Background: Severe coronary calcification and chronic total occlusion (CTO) are among the most difficult scenarios in percutaneous coronary interventions (PCI) and the combination of both is even more challenging. There is little evidence about the long-term outcomes of rotational atherectomy (RA) for the treatment of CTO and data comparing the long-term outcome of RA in CTO and RA in non-CTO lesions are scarce.
The aim of this study is to determine in-hospital and long-term outcomes after RA for CTO PCI compared to RA for non-CTO PCI.

Methods and results: This analysis is from an observational registry, which enrolled all consecutive patients undergoing RA at a single centre (Heart Centre, Segeberger Kliniken GmbH) during the period from 2002 to 2019. Major adverse cardiac events (MACE) was defined as a composite endpoint of all-cause death, myocardial infarction and target-vessel revascularization (TVR). 
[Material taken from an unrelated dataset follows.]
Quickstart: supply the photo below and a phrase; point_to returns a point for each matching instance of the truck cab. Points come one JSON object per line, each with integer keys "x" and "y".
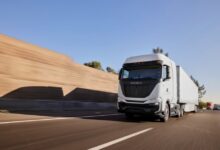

During the study period, RA was performed in 813 patients to treat 870 lesions (RA-CTO, n=81; RA non-CTO, n=789). The mean age of the CTO population was 72.4 and 73.1 years in the non-CTO group, p= 0.53. The CTO population had a higher prevalence of previous PCI (50% vs 38%, p= 0.04), other baseline characteristics were not significantly different between both groups. Resistant CTO lesions represented the main indication for RA 61% (33.3% balloon non crossable and 27.7% balloon non dilatable lesions) while in 39% RA was performed electively due to angiographic evidence of heavy calcification. The mean J-CTO score in RA-CTO lesions was 2.39 ± 0.9 and 82% of the lesions were ≥ 2. In RA-CTO group the number of stents and total stent length were significantly higher (2.7 ± 1.3 vs 1.8 ± 0.9 and 67.7 ± 32.6 mm vs 37.3 ± 22.1 mm; p< 0.001 respectively). The most frequently used burr size in RA-CTO was 1.25 mm (63%) whereas the 1.5 mm burr was the most frequently used in non-CTO (46%).Consequently, the mean burr size was smaller in RA-CTO PCI (1.37 ± 0.19 mm vs 1.5 ± 0.2 mm; p< 0.001). The total procedural and radiation time were significantly longer in the RA-CTO group (median 124 min (IQR 98-167) vs. 79 min (IQR 58-113) and 49 min (IQR 35-73) vs 23.5 min (IQR 15-35), p< 0.001 respectively). Angiographic success (defined as <30% residual stenosis with TIMI 3 flow at the end of the procedure) was achieved in 92.7% in RA-CTO vs 96.6% in non-CTO (p= 0.06). In-hospital MACE was not significantly different between the two groups 3% in RA-CTO vs 2% in non-CTO (p=0.36). After a median follow up period of 720 days (IQR 300-1260), we observed a trend towards higher long-term MACE in the RA-CTO population, which was not statistically significant (28% vs 31.5% in RA-CTO vs non-CTO, p=0.08). However, cardiac death (11% vs 7%; p =0.03) and target lesion revascularisation (TLR) (12.5% vs 10%; p=0.045) were higher in the RA-CTO and the high TLR was mainly derived from more in stent restenosis.

Conclusion: RA in CTO was achieved with high procedural success rate and similar in-hospital outcome compared to RA for non-CTO. Nevertheless, cardiac death and TLR were higher after RA for CTO at long-term follow up.